The Twitter page is a place people can submit the stories and pictures of lost loved ones, like Billy Loredo, 45, who died in December. His picture was submitted along with a quote, “I want you to know that I am fighting very hard for my life. I do it for you so that I can see you again. You are the most important person in my life and I miss you every day” Loredo wrote to his wife before his death.

@FacesOfCovid has gained nearly 150,000 followers. Goldstein said he wakes up to roughly 30 new submissions daily.

“I think that people are desperate for some kind of avenue to acknowledge, beyond the four walls of their house, that something horrible has happened to them and that their loved ones had meaning," Goldstein said.

The U.S. death toll is racing towards 400,000. Every hour people are dying alone, and their families are grieving alone.

“Those are 400,000 people who had stories.
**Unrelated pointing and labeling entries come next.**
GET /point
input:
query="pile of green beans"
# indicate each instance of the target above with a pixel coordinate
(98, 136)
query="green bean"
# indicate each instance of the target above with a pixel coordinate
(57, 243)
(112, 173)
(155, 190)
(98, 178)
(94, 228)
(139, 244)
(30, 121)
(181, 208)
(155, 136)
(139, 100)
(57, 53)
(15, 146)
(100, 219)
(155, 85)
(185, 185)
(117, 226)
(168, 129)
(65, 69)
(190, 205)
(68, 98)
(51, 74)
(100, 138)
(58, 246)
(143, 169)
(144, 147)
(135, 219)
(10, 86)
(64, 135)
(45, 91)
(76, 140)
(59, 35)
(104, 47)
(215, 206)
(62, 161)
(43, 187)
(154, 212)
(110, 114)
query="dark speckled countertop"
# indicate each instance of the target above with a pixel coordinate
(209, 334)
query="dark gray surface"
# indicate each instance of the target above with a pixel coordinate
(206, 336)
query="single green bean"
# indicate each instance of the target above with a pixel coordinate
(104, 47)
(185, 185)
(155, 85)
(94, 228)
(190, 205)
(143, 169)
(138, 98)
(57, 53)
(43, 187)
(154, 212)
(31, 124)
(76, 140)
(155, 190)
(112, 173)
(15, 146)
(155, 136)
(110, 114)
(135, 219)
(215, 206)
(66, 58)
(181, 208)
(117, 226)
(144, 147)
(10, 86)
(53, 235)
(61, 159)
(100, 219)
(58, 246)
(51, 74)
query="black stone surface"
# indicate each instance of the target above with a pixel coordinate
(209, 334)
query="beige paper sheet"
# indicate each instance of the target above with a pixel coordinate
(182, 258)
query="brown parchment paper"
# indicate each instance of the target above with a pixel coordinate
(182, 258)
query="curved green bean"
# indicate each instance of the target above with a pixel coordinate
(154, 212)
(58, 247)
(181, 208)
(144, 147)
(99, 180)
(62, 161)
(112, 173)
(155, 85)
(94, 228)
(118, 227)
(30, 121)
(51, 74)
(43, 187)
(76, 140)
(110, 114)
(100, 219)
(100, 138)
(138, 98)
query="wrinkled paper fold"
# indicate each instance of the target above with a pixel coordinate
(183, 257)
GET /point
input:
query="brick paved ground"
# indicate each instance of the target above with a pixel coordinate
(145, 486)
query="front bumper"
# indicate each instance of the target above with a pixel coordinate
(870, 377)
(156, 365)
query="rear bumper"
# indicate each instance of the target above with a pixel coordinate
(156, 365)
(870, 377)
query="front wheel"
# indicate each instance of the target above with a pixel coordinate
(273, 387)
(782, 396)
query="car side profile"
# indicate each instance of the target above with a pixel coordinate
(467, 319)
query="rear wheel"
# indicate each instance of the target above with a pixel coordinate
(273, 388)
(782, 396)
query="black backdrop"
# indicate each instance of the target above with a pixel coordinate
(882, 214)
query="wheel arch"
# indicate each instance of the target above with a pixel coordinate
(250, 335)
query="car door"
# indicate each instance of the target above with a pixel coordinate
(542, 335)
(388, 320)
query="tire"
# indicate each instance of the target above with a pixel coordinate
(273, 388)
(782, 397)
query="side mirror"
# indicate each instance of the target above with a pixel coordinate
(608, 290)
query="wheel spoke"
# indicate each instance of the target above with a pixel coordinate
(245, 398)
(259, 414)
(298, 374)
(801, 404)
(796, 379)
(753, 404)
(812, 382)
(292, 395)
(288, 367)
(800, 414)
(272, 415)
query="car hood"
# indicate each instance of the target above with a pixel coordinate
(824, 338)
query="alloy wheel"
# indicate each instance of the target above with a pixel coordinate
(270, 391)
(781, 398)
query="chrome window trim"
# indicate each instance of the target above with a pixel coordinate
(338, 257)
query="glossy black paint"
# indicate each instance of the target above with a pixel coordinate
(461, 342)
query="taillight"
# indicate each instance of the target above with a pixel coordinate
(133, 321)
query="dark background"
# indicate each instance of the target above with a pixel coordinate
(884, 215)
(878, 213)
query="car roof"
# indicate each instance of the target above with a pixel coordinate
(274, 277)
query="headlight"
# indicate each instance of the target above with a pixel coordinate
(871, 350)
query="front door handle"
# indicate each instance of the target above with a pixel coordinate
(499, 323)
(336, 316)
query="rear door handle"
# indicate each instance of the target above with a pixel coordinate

They had families and loved ones," Goldstein said.

Goldstein said the faces on his page show the range of people impacted by the virus.

“People who are perfectly healthy to people who are elderly and infirm, it has not spared anybody," Goldstein said. “Part of what @FacesOfCovid is trying to do is make this real for everyone.”

In a time where so many seem numb to the numbers, Goldstein hopes @FacesOfCovid helps humanize the pandemic.

“We are asking people to show up and do the right thing for people we don’t know. That’s the kind of country I want to live in, and I think most people do, too," Goldstein said.